El contrato de Insema, sin embargo, contraría el artículo 5 de la Ley de Ética Gubernamental que exige que los funcionarios públicos eviten cualquier conflicto de interés. “Excusarse de intervenir o participar en asuntos en los cuales él, su cónyuge, conviviente, parientes dentro del cuarto grado de consanguinidad o segundo de afinidad o socio, tengan algún conflicto de interés”, dice el literal C de la Ley de Ética Gubernamental.

El coordinador del Centro de Asesoría Legal Anticorrupción (Alac), Wilson Sandoval dijo que los decretos y normativas aprobadas durante la emergencia pueden contribuir a que este tipo de contrataciones ocurra. “Así de simple, un funcionario le vendió al Estado. Aunque esta normativa de emergencia parece una forma lógica de dar agilidad a las compras, pero con la malicia de desbaratar cualquier mecanismos de transparencia y contraloría social”.

Ese procedimiento, que sustituye a la Lacap, estuvo vigente hasta el 16 de mayo. La Asamblea Legislativa decidió no renovar la declaratoria de Emergencia, que permitía  que esos procesos de compra expeditos estuvieran vigentes. El 17 de mayo, el Gobierno Bukele intentó saltarse a la Asamblea Legislativa con un decreto Ejecutivo que mantuviera vigente la Declaratoria de Emergencia para seguir haciendo compras sin seguir la Lacap.

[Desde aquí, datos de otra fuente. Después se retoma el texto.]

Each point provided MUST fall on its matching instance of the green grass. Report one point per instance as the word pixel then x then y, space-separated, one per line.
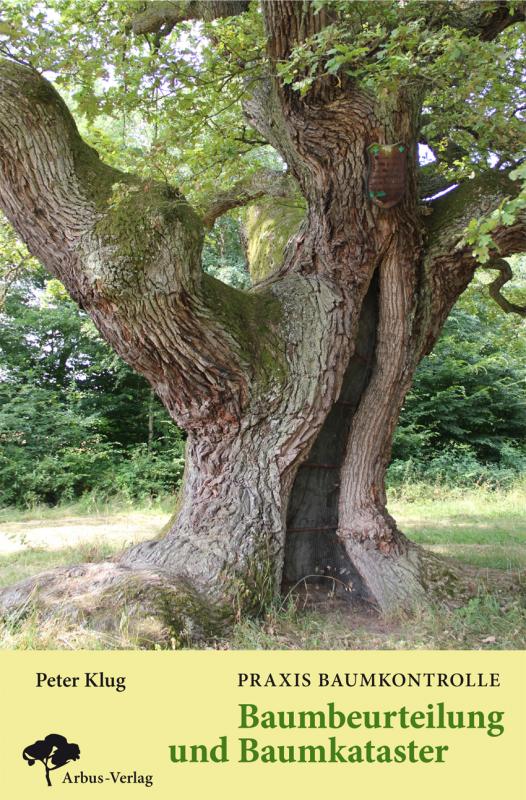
pixel 480 527
pixel 88 506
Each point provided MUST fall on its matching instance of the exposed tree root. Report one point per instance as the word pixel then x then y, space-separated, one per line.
pixel 409 576
pixel 152 606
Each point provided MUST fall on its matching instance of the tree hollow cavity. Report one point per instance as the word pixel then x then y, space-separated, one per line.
pixel 312 547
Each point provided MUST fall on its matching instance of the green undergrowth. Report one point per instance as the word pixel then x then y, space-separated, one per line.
pixel 480 526
pixel 485 622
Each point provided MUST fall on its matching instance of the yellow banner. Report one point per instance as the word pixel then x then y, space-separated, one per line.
pixel 264 724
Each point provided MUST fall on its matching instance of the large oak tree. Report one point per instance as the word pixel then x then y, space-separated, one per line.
pixel 289 392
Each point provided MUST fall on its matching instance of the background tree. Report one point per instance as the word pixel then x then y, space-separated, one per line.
pixel 314 362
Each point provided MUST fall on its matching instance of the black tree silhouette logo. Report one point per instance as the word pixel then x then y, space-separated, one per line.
pixel 54 751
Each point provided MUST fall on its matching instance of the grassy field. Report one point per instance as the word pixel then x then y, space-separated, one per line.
pixel 480 527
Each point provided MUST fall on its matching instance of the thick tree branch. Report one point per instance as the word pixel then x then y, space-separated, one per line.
pixel 161 17
pixel 271 183
pixel 495 287
pixel 127 250
pixel 449 264
pixel 498 18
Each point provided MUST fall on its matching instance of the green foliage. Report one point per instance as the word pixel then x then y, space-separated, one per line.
pixel 478 232
pixel 73 417
pixel 464 420
pixel 223 255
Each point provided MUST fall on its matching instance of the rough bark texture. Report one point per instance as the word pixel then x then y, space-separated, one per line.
pixel 290 393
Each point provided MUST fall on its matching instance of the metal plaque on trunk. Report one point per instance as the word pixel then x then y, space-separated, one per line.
pixel 387 173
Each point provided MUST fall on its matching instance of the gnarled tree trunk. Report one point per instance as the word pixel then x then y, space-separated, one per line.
pixel 290 393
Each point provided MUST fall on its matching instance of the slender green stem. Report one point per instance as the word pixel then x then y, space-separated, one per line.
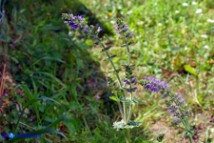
pixel 128 138
pixel 185 123
pixel 115 70
pixel 119 80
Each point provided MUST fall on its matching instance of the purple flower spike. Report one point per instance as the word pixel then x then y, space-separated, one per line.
pixel 99 29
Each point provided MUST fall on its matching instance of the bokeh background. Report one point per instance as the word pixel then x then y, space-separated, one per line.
pixel 57 81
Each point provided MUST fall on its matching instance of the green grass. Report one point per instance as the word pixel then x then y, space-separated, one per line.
pixel 55 70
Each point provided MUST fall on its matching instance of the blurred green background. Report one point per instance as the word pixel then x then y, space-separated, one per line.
pixel 59 80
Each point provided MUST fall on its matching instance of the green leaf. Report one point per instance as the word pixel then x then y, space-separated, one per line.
pixel 115 98
pixel 190 69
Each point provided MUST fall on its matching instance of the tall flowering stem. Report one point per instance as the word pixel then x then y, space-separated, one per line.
pixel 176 105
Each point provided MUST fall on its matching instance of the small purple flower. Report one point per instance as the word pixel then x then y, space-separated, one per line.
pixel 126 28
pixel 127 82
pixel 131 89
pixel 4 135
pixel 129 35
pixel 73 25
pixel 80 26
pixel 72 17
pixel 86 30
pixel 99 29
pixel 11 135
pixel 154 84
pixel 80 18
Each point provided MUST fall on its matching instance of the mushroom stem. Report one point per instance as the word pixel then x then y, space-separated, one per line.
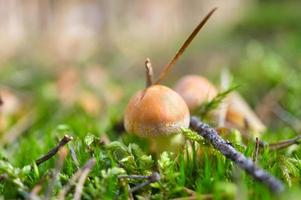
pixel 239 159
pixel 149 73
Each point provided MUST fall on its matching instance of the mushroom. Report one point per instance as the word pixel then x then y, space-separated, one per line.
pixel 157 112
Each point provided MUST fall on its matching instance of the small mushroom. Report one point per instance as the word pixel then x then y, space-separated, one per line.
pixel 158 112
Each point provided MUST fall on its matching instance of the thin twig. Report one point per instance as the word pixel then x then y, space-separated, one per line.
pixel 256 150
pixel 53 151
pixel 73 156
pixel 285 143
pixel 231 153
pixel 184 46
pixel 149 73
pixel 58 166
pixel 89 164
pixel 82 179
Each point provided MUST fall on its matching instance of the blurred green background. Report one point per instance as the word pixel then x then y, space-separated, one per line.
pixel 75 63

El Gobierno ha ocupado el Fondo de Protección Civil Prevención y Mitigación de Desastres (FOPROMID) para hacer gastos durante la emergencia provocada por la pandemia. En dos meses, contados hasta el 30 de abril, esa cuenta acumulaba 538.7 millones de dólares: 179 millones fueron usados para adquirir bienes y servicios. Pero el Gobierno incumplió el compromiso de entregar información completa sobre todos los gastos de emergencia y hasta el 30 de abril había brindado información vaga e incompleta sobre el uso de 36 millones de dólares en adjudicaciones a un centenar de proveedores, hechas por los ministerios de Salud, Obras Públicas, Turismo y Gobernación.